The girl who walks into the cafe and ends up in the pink toilet feeding her newborn is called Katie. I filmed her with her baby in the pink toilet and immediately knew I needed to make more of that scene. It’s one of my favourite images in the film, it’s barely directed at all, it’s just a real mum feeding her hungry baby.

 

Did you put a call out for lactating mothers to feature in your film?

 

Yes. We had an incredible response. Mainly thanks to Hollie. She has a huge following of dedicated fans so as soon as she put a call out we were flooded with mums and babies who wanted to be in the film. I was unsure how comfortable people would be breast-feeding their babies on camera but it is such a natural thing for a mother to do all I had to do was avoid trying to direct too much and allow things to be real.

 

How did you go about achieving the natural intimacy with the cast?

I have a lot of experience directing people who have never been on camera before. I often actually prefer it to working with actors – even when I am working with actors I I treat the process the same way.

I want everything to be real rather than performance. For me directing is about creating an environment for things to occur naturally and capturing it on camera rather than trying to force anything to happen.
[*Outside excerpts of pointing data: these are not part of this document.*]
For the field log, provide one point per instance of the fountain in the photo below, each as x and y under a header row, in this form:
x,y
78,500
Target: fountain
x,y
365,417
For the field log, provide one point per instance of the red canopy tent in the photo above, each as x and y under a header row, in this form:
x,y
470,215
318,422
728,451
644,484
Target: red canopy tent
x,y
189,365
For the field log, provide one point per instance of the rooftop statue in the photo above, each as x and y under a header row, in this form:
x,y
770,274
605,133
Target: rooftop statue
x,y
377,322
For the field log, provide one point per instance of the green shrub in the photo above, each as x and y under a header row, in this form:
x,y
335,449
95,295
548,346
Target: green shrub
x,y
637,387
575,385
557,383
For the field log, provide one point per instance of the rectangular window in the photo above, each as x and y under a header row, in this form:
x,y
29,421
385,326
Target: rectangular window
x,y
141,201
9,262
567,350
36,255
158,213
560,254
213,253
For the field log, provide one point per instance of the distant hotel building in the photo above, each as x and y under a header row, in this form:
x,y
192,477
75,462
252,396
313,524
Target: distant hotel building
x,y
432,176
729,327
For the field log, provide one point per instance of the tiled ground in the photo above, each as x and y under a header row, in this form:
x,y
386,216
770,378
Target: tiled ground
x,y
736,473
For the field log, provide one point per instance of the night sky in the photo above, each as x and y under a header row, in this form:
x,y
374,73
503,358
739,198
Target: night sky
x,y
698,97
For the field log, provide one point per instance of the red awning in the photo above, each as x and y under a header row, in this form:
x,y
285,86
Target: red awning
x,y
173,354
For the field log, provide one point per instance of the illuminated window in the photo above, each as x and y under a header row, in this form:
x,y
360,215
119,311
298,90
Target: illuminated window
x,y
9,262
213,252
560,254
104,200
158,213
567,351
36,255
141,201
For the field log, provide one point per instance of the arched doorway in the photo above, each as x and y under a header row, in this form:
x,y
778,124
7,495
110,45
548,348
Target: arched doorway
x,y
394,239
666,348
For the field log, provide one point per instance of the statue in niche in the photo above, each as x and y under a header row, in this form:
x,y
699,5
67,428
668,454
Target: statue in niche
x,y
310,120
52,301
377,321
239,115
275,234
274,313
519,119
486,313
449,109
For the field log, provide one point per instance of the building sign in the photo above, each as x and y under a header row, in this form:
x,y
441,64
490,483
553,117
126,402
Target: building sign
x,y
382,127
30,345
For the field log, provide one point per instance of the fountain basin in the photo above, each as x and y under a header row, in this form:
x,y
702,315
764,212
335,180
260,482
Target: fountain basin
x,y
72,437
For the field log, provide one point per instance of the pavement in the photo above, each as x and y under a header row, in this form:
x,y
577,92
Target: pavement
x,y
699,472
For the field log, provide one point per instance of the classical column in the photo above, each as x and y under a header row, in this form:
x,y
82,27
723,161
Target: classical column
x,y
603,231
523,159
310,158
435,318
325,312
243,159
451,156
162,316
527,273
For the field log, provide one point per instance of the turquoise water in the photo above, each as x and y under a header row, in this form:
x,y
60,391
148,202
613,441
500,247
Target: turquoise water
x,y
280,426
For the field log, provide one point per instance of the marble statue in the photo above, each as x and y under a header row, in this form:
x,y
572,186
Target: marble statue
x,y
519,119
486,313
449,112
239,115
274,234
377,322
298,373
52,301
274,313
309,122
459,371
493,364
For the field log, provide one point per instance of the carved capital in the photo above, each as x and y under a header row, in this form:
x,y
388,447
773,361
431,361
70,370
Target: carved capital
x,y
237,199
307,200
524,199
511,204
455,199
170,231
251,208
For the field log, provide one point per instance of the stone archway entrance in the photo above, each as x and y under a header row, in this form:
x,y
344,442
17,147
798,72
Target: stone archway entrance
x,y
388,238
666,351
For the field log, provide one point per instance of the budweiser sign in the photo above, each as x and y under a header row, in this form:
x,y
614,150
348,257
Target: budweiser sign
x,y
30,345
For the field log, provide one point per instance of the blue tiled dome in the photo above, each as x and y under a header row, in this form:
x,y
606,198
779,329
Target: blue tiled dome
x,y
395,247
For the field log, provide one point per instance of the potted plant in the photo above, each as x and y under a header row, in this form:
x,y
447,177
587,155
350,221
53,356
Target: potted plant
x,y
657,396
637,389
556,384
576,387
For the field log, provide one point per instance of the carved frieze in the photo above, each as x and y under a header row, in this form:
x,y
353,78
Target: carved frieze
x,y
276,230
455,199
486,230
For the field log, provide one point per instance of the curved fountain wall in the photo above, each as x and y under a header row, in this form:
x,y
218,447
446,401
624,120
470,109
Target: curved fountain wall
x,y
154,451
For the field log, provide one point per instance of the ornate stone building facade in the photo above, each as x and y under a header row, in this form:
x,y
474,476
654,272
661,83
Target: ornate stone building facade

Intimacy was achieved by making sure everyone understood there was no right or wrong way to do things. If your baby cries and doesn’t want to feed well then that’s perfect, what could be more honest than that? If your baby won’t stop feeding and falls asleep well that’s great too.

Hollie and I were really keen not to try and sugar coat what it means to be a mum. There is a lot of imagery online portraying breast feeding as this beautiful, euphoric process which I am sure it can be at times but it can also be messy, uncomfortable, and hard work. Hopefully the scenes show the mums out there that it’s OK to struggle. Things aren’t always perfect but it is still a beautiful natural part of life.

 

Is there anything else you’d like to share?

One last technical detail that I found very interesting in the editing process of the film. It’s important to create a rhythm in a film and the normal approach to this is to edit to the right piece of music whether you hear it in the final film or not. One thing that had me quite scared during the film-making process was how many changing rhythms and tempos Hollie’s poem has. A crescendo in the middle of a film is a very strange thing for a film-maker but that’s how Hollie’s poem was structured so that’s how we needed to make the film work.

I worked on the sound with Jon Clarke over at Factory and we soon realised that we were going to have to create our own piece of music that fitted with the changing rhythms of the poem. This was really challenging and both Jon and I had a real high-five moment when the underlying score started to come together. He did a great job and I owe him big time.